During the times when the outdoor Farmers’ Markets are closed, the Art Market and indoor Farmers’ Market fills the Emerson’s hallways and is packed with artists and craftspeople putting on demonstrations and showing their wares.

“We moved the Art Market into the lobby and I had a waiting list for tables within a month,” Saline said. “It’s been incredible.”

The galleries in the Emerson got together and organized the Art Market, renting out booths to people. By the end of the season they’d earned enough money to put in new carpeting.

“Now, more than ever, with some of the art galleries on Main Street closing, this place has become more of a destination for people,” Saline says. “It’s like bringing Main Street inside.”

The building definitely has that sort of bazaar feel to it. At any moment, a visitor might catch a flitting ballerina with pink tufts twirling in the corridor or hear the beckoning sounds of African drums. The Emerson merges old and new, the avant-garde with the traditional.

In the fall, Ellen Ornitz, the Visual Arts Director, coordinates an outreach program that brings in students from kindergarten through high school to tour the current art show and participate in hands-on art activities.

“Last year the gallery had 3,200 visitors,” Saline said. “Of that 1,300 were kids. That’s pretty cool.”

This fall the Jessie Willber Gallery will be showing Transforming Hate: A Shared Vision, a traveling group show that will also be part of the outreach program.

During the summer on the grassy lawn, covered in a patchwork of individuals with blankets, the Emerson hosts music with a Lunch on the Lawn concert every Wednesday, where the fun is free and flowing. It’s almost a ritual in Bozeman.

“The Emerson is the kind of place where you can hang out with kids as well as older folks,” Saline said. “It’s not tidy. But that’s the thing for me. It’s something to protect. It’s like a church without the religion.”

For Anna Visscher, whose father actually went to school at the Emerson, it’s more like planting a tree and watching it grow.

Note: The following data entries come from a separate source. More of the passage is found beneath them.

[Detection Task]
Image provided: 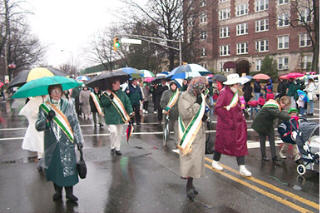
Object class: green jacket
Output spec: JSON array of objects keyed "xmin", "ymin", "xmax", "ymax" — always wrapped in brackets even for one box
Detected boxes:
[
  {"xmin": 287, "ymin": 82, "xmax": 300, "ymax": 99},
  {"xmin": 100, "ymin": 90, "xmax": 133, "ymax": 125},
  {"xmin": 252, "ymin": 106, "xmax": 290, "ymax": 135}
]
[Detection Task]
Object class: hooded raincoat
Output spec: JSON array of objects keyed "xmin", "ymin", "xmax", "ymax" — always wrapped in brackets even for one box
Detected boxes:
[
  {"xmin": 36, "ymin": 98, "xmax": 84, "ymax": 187},
  {"xmin": 215, "ymin": 86, "xmax": 248, "ymax": 156}
]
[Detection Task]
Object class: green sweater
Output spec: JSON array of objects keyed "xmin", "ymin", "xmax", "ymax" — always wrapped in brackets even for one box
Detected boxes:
[{"xmin": 100, "ymin": 90, "xmax": 133, "ymax": 125}]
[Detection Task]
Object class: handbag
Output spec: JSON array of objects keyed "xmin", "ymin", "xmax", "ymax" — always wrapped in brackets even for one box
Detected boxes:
[{"xmin": 76, "ymin": 144, "xmax": 87, "ymax": 179}]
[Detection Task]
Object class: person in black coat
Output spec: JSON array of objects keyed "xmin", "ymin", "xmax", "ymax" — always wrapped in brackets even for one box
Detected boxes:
[
  {"xmin": 275, "ymin": 79, "xmax": 288, "ymax": 99},
  {"xmin": 254, "ymin": 80, "xmax": 261, "ymax": 100},
  {"xmin": 89, "ymin": 87, "xmax": 103, "ymax": 127},
  {"xmin": 152, "ymin": 80, "xmax": 168, "ymax": 122},
  {"xmin": 242, "ymin": 82, "xmax": 253, "ymax": 104}
]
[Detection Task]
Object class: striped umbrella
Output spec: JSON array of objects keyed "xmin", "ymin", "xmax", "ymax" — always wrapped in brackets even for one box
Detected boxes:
[
  {"xmin": 8, "ymin": 67, "xmax": 67, "ymax": 88},
  {"xmin": 140, "ymin": 70, "xmax": 155, "ymax": 78}
]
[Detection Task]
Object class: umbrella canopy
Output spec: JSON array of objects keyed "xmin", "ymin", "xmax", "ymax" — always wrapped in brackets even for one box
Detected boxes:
[
  {"xmin": 143, "ymin": 77, "xmax": 154, "ymax": 83},
  {"xmin": 0, "ymin": 82, "xmax": 4, "ymax": 88},
  {"xmin": 286, "ymin": 72, "xmax": 305, "ymax": 79},
  {"xmin": 152, "ymin": 75, "xmax": 167, "ymax": 84},
  {"xmin": 253, "ymin": 73, "xmax": 270, "ymax": 80},
  {"xmin": 8, "ymin": 67, "xmax": 67, "ymax": 88},
  {"xmin": 120, "ymin": 67, "xmax": 142, "ymax": 79},
  {"xmin": 156, "ymin": 71, "xmax": 169, "ymax": 77},
  {"xmin": 212, "ymin": 74, "xmax": 227, "ymax": 82},
  {"xmin": 76, "ymin": 76, "xmax": 90, "ymax": 81},
  {"xmin": 86, "ymin": 69, "xmax": 130, "ymax": 90},
  {"xmin": 12, "ymin": 76, "xmax": 82, "ymax": 99},
  {"xmin": 140, "ymin": 70, "xmax": 155, "ymax": 78},
  {"xmin": 240, "ymin": 76, "xmax": 252, "ymax": 85},
  {"xmin": 168, "ymin": 64, "xmax": 210, "ymax": 79}
]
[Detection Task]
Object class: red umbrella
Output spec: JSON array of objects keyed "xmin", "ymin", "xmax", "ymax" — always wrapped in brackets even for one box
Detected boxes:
[
  {"xmin": 126, "ymin": 122, "xmax": 134, "ymax": 143},
  {"xmin": 286, "ymin": 72, "xmax": 304, "ymax": 79},
  {"xmin": 279, "ymin": 75, "xmax": 289, "ymax": 80},
  {"xmin": 253, "ymin": 73, "xmax": 270, "ymax": 80},
  {"xmin": 0, "ymin": 82, "xmax": 4, "ymax": 88}
]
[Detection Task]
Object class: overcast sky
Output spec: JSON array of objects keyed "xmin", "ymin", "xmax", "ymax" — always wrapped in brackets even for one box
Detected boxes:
[{"xmin": 25, "ymin": 0, "xmax": 142, "ymax": 69}]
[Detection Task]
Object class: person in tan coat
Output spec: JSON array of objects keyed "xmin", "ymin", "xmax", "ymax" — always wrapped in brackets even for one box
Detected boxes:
[{"xmin": 178, "ymin": 77, "xmax": 208, "ymax": 201}]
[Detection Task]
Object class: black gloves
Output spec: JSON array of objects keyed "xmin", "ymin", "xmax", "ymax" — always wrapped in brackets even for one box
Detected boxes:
[
  {"xmin": 109, "ymin": 93, "xmax": 114, "ymax": 99},
  {"xmin": 202, "ymin": 114, "xmax": 208, "ymax": 122},
  {"xmin": 77, "ymin": 143, "xmax": 83, "ymax": 150},
  {"xmin": 196, "ymin": 95, "xmax": 202, "ymax": 104},
  {"xmin": 47, "ymin": 110, "xmax": 55, "ymax": 121}
]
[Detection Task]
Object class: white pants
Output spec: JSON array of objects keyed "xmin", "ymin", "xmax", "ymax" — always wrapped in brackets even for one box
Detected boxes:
[{"xmin": 108, "ymin": 124, "xmax": 124, "ymax": 151}]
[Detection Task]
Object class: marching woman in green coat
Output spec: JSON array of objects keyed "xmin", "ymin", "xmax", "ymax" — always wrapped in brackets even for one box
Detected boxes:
[
  {"xmin": 36, "ymin": 84, "xmax": 84, "ymax": 203},
  {"xmin": 100, "ymin": 78, "xmax": 133, "ymax": 155}
]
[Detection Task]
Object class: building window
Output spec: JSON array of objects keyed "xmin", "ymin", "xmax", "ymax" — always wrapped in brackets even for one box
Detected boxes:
[
  {"xmin": 200, "ymin": 31, "xmax": 207, "ymax": 40},
  {"xmin": 299, "ymin": 33, "xmax": 312, "ymax": 47},
  {"xmin": 220, "ymin": 62, "xmax": 231, "ymax": 72},
  {"xmin": 255, "ymin": 19, "xmax": 269, "ymax": 32},
  {"xmin": 278, "ymin": 0, "xmax": 289, "ymax": 5},
  {"xmin": 255, "ymin": 0, "xmax": 269, "ymax": 12},
  {"xmin": 256, "ymin": 40, "xmax": 269, "ymax": 52},
  {"xmin": 187, "ymin": 17, "xmax": 194, "ymax": 26},
  {"xmin": 201, "ymin": 48, "xmax": 206, "ymax": 56},
  {"xmin": 278, "ymin": 13, "xmax": 290, "ymax": 27},
  {"xmin": 278, "ymin": 57, "xmax": 289, "ymax": 70},
  {"xmin": 300, "ymin": 8, "xmax": 312, "ymax": 23},
  {"xmin": 236, "ymin": 4, "xmax": 248, "ymax": 16},
  {"xmin": 237, "ymin": 42, "xmax": 248, "ymax": 55},
  {"xmin": 236, "ymin": 23, "xmax": 248, "ymax": 36},
  {"xmin": 220, "ymin": 26, "xmax": 230, "ymax": 38},
  {"xmin": 200, "ymin": 12, "xmax": 207, "ymax": 24},
  {"xmin": 256, "ymin": 59, "xmax": 262, "ymax": 71},
  {"xmin": 220, "ymin": 45, "xmax": 230, "ymax": 56},
  {"xmin": 278, "ymin": 35, "xmax": 289, "ymax": 49},
  {"xmin": 219, "ymin": 9, "xmax": 230, "ymax": 20},
  {"xmin": 200, "ymin": 0, "xmax": 206, "ymax": 7},
  {"xmin": 301, "ymin": 55, "xmax": 312, "ymax": 69},
  {"xmin": 200, "ymin": 62, "xmax": 207, "ymax": 68}
]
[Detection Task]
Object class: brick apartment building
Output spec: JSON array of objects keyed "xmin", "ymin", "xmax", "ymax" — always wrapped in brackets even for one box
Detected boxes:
[{"xmin": 185, "ymin": 0, "xmax": 317, "ymax": 75}]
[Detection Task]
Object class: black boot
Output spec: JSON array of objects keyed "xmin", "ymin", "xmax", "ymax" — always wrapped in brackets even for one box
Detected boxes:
[
  {"xmin": 65, "ymin": 186, "xmax": 78, "ymax": 202},
  {"xmin": 186, "ymin": 178, "xmax": 195, "ymax": 201},
  {"xmin": 53, "ymin": 183, "xmax": 62, "ymax": 201}
]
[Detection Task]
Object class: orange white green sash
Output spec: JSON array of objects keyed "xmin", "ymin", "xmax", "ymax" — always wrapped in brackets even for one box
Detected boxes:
[
  {"xmin": 225, "ymin": 91, "xmax": 239, "ymax": 111},
  {"xmin": 262, "ymin": 99, "xmax": 281, "ymax": 111},
  {"xmin": 40, "ymin": 101, "xmax": 74, "ymax": 143},
  {"xmin": 164, "ymin": 89, "xmax": 180, "ymax": 112},
  {"xmin": 177, "ymin": 93, "xmax": 205, "ymax": 156},
  {"xmin": 105, "ymin": 90, "xmax": 131, "ymax": 123},
  {"xmin": 90, "ymin": 92, "xmax": 104, "ymax": 115}
]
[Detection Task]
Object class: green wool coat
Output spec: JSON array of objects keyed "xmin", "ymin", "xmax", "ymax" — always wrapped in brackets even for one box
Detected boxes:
[
  {"xmin": 100, "ymin": 89, "xmax": 133, "ymax": 125},
  {"xmin": 252, "ymin": 106, "xmax": 290, "ymax": 135},
  {"xmin": 36, "ymin": 98, "xmax": 84, "ymax": 187}
]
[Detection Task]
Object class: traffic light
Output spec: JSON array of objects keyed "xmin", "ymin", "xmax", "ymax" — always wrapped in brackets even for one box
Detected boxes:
[{"xmin": 113, "ymin": 37, "xmax": 120, "ymax": 51}]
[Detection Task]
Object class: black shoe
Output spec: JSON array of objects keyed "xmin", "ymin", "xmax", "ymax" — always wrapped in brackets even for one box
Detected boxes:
[
  {"xmin": 111, "ymin": 148, "xmax": 115, "ymax": 155},
  {"xmin": 192, "ymin": 186, "xmax": 199, "ymax": 195},
  {"xmin": 115, "ymin": 150, "xmax": 122, "ymax": 156},
  {"xmin": 65, "ymin": 187, "xmax": 78, "ymax": 203},
  {"xmin": 186, "ymin": 188, "xmax": 195, "ymax": 201},
  {"xmin": 99, "ymin": 123, "xmax": 104, "ymax": 127},
  {"xmin": 53, "ymin": 193, "xmax": 62, "ymax": 201},
  {"xmin": 262, "ymin": 156, "xmax": 269, "ymax": 161}
]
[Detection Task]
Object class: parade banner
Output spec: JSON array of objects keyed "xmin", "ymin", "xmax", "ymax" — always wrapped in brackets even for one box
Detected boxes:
[
  {"xmin": 225, "ymin": 91, "xmax": 239, "ymax": 111},
  {"xmin": 41, "ymin": 101, "xmax": 74, "ymax": 143},
  {"xmin": 164, "ymin": 89, "xmax": 180, "ymax": 112},
  {"xmin": 177, "ymin": 93, "xmax": 205, "ymax": 156}
]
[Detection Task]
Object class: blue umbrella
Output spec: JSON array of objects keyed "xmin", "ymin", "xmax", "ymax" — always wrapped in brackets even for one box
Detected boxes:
[
  {"xmin": 76, "ymin": 76, "xmax": 90, "ymax": 81},
  {"xmin": 168, "ymin": 64, "xmax": 210, "ymax": 79},
  {"xmin": 120, "ymin": 67, "xmax": 142, "ymax": 78}
]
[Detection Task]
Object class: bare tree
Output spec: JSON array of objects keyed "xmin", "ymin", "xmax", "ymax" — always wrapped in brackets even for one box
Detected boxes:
[
  {"xmin": 122, "ymin": 0, "xmax": 196, "ymax": 70},
  {"xmin": 59, "ymin": 64, "xmax": 78, "ymax": 77}
]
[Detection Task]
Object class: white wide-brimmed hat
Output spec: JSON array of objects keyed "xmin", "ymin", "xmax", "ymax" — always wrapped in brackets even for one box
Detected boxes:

“I love that there are kids who grew up here, taking ballet upstairs, who now stop in to shop here,” she said, from behind her shop counter at Tart. “Then I see them when they’re 15 and they’re going to a concert here and maybe again at a benefit when they’re a little older. By the time they’re 40, they’ll have some really great memories of this place.”
Like a town square, the Emerson has that community-ness to it.

“It’s like a commons,” Saline says. “I want it to exist long after I’m doing something different. Whatever this place ends up evolving into, I hope it stays a vital place.”

Located not quite on Main Street, but on Grand Avenue, the old stone and brick building still has a lot of life left in it.

Whether it’s dinner and a show, a stroll through the galleries and shops, a glass of wine or a visit to an art studio — it’s all there in one building — with a cherry on top.